Keep your pool in top condition by replacing the liner when it's passed its peak
A well-maintained pool liner can last over 10 years, but various factors will impact its lifespan. Replacing a pool liner can be a costly job and not one you’ll want to do before you need to. However, using a damaged liner can cause even more troublesome and expensive repairs because of the long-term damage it can do to the pool's structural integrity.
Understanding the types of damage that can occur to pool liners will help you decide when to call in the pros to replace yours.
Signs Your Pool Liner Needs Replacing
Over time, all vinyl pool liners deteriorate—after all, they have regular exposure to strong UV rays and pool chemicals. There are various signs that your pool liner could be reaching the end of its usable lifespan.
Tears and Cracks
As your liner ages, it becomes more brittle, putting it at greater risk of developing cracks. If you see a crack or a tear appearing in your liner, even if water levels in the pool aren’t dropping, it isn’t something to ignore.
Once a crack appears, it will only be a matter of time before it becomes larger. If the liner is relatively new, it may be possible to patch up a tear or crack. For older liners, the vinyl can be too brittle, and bonding the crack together is more of a challenge.
Cracks and tears in your liner can lead to leaks. Depending on how severe the leak is, it may be possible to patch it up to give you a few more years before replacing the liner altogether. However, if it’s a serious leak or one that’s difficult to locate, replacing the liner may be the best or only option. Seeping chlorinated water can damage pool walls and impact their structural integrity.
If a hole isn’t obvious, watch out for lowered pool water levels. Although pools naturally lose water due to evaporation and splashing, if levels drop by more than an inch a week and you can’t locate a leak, consider calling in a local pool maintenance specialist.
Stains and Discoloration
Staining and discoloration of your pool liner are inevitable over time because of its exposure to intense chemicals and UV rays. Rust stains and algae buildup also need to be kept in check, as they can be challenging to remove. Although these problems don’t affect the liner’s integrity most of the time, if there’s major fading or lots of stains, you may decide to replace the liner for a more pleasing aesthetic.
Fading can also signify that your liner is turning brittle, which leads to cracks and tears.
Most modern, high-quality liners contain UV inhibitors and have stain-resistant qualities. If you notice lots of fading or staining after just a few years, this could be a sign of inferior quality, and it may need replacing sooner than the average liner.
Loss of Shape
As your liner ages, it will lose some of its pliable elasticity. Beading, wrinkling, bumps, or slipping out of the coping track are a possibility at this stage because the liner is stretching.

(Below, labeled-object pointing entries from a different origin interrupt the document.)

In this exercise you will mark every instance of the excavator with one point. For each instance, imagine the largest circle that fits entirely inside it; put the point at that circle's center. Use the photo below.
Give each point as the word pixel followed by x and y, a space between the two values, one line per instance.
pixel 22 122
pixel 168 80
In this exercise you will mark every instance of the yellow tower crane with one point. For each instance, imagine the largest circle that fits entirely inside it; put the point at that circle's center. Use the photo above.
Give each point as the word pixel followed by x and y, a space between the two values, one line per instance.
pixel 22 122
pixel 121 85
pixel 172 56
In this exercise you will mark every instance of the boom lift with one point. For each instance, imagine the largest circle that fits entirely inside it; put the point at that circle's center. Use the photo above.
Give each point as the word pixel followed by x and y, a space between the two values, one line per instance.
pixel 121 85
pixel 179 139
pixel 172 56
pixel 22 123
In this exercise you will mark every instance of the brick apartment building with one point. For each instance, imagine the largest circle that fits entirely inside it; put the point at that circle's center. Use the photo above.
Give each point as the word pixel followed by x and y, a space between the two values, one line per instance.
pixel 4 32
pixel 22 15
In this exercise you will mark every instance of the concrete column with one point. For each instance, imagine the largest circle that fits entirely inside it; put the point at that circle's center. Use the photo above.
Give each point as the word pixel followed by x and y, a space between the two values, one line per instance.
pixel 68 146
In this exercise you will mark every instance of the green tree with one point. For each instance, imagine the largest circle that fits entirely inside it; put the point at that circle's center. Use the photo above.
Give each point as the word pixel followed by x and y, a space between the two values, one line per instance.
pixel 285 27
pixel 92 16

When the liner pops out of the track, if you apply heated water, you may be able to put it back into place successfully. If the problem happens repeatedly, it can eventually damage the track—and deck integrated coping tracks, in particular, are expensive to replace.

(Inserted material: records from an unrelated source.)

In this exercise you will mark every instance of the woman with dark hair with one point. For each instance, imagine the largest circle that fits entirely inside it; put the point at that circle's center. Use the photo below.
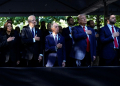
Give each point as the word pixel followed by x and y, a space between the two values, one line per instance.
pixel 9 46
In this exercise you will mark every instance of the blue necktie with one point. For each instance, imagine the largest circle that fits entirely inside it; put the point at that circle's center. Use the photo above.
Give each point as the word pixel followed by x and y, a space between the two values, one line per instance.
pixel 32 32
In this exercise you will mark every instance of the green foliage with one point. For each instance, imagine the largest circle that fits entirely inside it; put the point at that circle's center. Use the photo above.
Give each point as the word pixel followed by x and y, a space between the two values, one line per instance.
pixel 49 19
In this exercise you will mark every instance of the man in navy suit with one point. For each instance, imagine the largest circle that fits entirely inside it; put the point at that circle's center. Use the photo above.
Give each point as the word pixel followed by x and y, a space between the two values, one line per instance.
pixel 84 48
pixel 110 41
pixel 67 34
pixel 31 38
pixel 55 47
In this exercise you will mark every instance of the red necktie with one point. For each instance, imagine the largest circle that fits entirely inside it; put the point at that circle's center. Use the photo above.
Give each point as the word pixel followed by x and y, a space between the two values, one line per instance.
pixel 115 40
pixel 88 42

Problems with the shape of your liner are typically a sign that a replacement is in the offing. If neglected, water can seep into the structure of the pool, causing more serious issues.

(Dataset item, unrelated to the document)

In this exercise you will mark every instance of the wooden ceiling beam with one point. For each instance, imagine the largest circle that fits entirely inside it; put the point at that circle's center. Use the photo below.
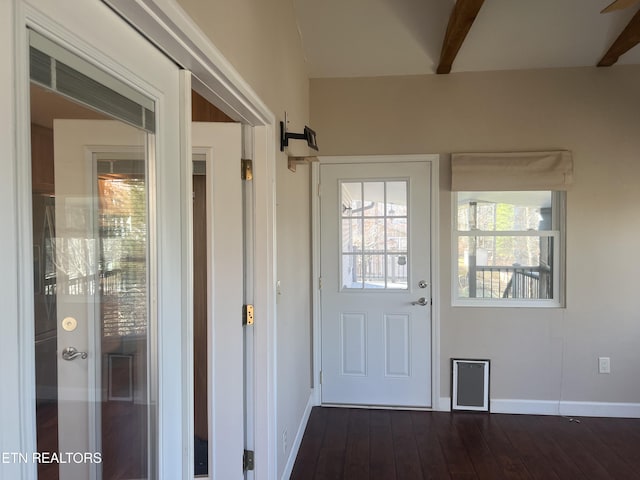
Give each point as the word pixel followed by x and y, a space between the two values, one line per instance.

How Long Do Pool Liners Typically Last?
With careful pool maintenance, modern, high-quality liners can last over 10 years. However, the average life expectancy is around six to 10 years.
Poorly-balanced water chemistry can reduce your pool liner’s longevity significantly. In these instances, you may only get one to three years from the liner before it becomes irreparably wrinkled and requires replacement.
How to Extend Your Pool Liner’s Longevity
As well as ensuring that you properly balance your water chemistry, there are other steps you can take to make sure you get the most out of your liner. These include:
Selecting a high-quality, correctly-sized liner
Establish a good pool cleaning routine
Patching small cracks, tears, and leaks, where possible, as soon as they occur
Cover your pool when not in use, particularly over the winter
Avoid abrasive cleaning products
If you allow dogs in your pool, make sure they have a proper entry and exit route and that they know how to use it. This will keep them safe and reduce the chances of their claws scratching the liner sides.
Remove debris from the pool.
Prevent groundwater buildup, as this can seep under the liner and cause it to lose shape.
Avoid draining your pool completely, as this can also result in a misshapen liner.